「時代の嵐が吹きすさぶ街(by白竜)」1980 僕たちの光州事件 regencyさんの映画レビュー(感想・評価)
時代の嵐が吹きすさぶ街(by白竜)
1980年5月に韓国で起きた光州事件を市井の人から描いた作品といえば、実在の人物をモデルにした『タクシー運転手〜約束は海を越えて〜』があるが、本作は中華料理店を経営する架空の一家が主人公。軍事政権に抗議する者を「アカ」として弾圧する戒厳軍は、その矛先を一家にも向ける。そして、実はその一家の隣に住んでいる3人家族が…というのがポイント。
ここでいう「アカ」とはソ連ならぬ北朝鮮シンパを指すが、実際にデモを行い銃を手に取ったのは民主主義を掲げた学生や市民達だった。にもかかわらず、韓国では未だにアカによる陰謀説を信じている者も少なくないという。これも一種のフェイクニュースがもたらした悲劇といえる。

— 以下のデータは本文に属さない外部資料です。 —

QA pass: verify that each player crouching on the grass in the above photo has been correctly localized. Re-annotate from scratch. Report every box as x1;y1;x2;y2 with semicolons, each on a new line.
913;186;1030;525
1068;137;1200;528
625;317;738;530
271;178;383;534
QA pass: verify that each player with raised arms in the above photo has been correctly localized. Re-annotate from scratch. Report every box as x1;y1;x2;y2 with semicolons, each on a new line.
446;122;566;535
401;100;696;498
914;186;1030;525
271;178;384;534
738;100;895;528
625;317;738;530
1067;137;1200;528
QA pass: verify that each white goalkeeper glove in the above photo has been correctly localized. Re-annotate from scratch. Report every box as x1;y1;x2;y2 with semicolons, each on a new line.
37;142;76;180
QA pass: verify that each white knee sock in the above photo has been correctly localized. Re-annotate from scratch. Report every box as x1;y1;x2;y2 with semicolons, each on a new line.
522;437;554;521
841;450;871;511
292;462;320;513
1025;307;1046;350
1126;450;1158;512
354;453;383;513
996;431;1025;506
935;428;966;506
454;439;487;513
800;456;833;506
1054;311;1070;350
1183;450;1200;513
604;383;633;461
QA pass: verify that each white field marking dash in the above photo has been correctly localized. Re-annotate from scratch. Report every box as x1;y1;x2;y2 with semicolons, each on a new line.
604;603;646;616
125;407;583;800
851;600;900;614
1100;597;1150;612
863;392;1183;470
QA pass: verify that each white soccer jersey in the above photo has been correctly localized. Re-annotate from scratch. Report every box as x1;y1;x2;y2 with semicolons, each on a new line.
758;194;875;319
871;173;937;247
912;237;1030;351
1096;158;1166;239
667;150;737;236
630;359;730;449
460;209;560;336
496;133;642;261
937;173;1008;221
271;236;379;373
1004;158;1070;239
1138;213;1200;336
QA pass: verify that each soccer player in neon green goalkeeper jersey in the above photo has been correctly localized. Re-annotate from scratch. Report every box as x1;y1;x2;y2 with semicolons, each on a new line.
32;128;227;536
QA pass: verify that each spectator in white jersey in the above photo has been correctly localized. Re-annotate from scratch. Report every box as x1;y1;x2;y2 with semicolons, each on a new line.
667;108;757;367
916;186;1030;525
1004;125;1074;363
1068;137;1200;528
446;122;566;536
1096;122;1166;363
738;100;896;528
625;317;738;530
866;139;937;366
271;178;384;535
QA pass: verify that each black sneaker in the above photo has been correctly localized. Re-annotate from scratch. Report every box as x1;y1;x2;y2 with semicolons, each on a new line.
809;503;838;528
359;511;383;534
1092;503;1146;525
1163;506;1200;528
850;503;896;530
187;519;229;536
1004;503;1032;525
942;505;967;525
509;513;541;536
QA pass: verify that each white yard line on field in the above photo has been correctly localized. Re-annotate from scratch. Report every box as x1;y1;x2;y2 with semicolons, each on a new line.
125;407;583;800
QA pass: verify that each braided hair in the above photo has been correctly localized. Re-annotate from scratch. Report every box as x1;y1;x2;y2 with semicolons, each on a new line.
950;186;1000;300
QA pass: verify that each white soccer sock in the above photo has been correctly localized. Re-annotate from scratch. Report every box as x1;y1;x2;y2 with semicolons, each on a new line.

どこをどう切り取っても空虚しかないこの事件ゆえに、登場人物達が辿る運命も救いがなく、観ていて鬱屈する。韓国映画を評する度に添えてきた文言「観る者をダウナーな気分にさせる映画を作らせたら右に出る国無し」は、本作でも発動していた。その一方で、過去の汚点を“なかった事”にせず真正面から描ける映画製作の度量の広さも改めて垣間見た。
ただ、やっぱりそれでも繰り返し観たいとは思わない。観直したくなるならエンタメ要素を残していた『タクシー運転手』の方だし、ついでに言えば白竜の「光州City」を聴きたくなる。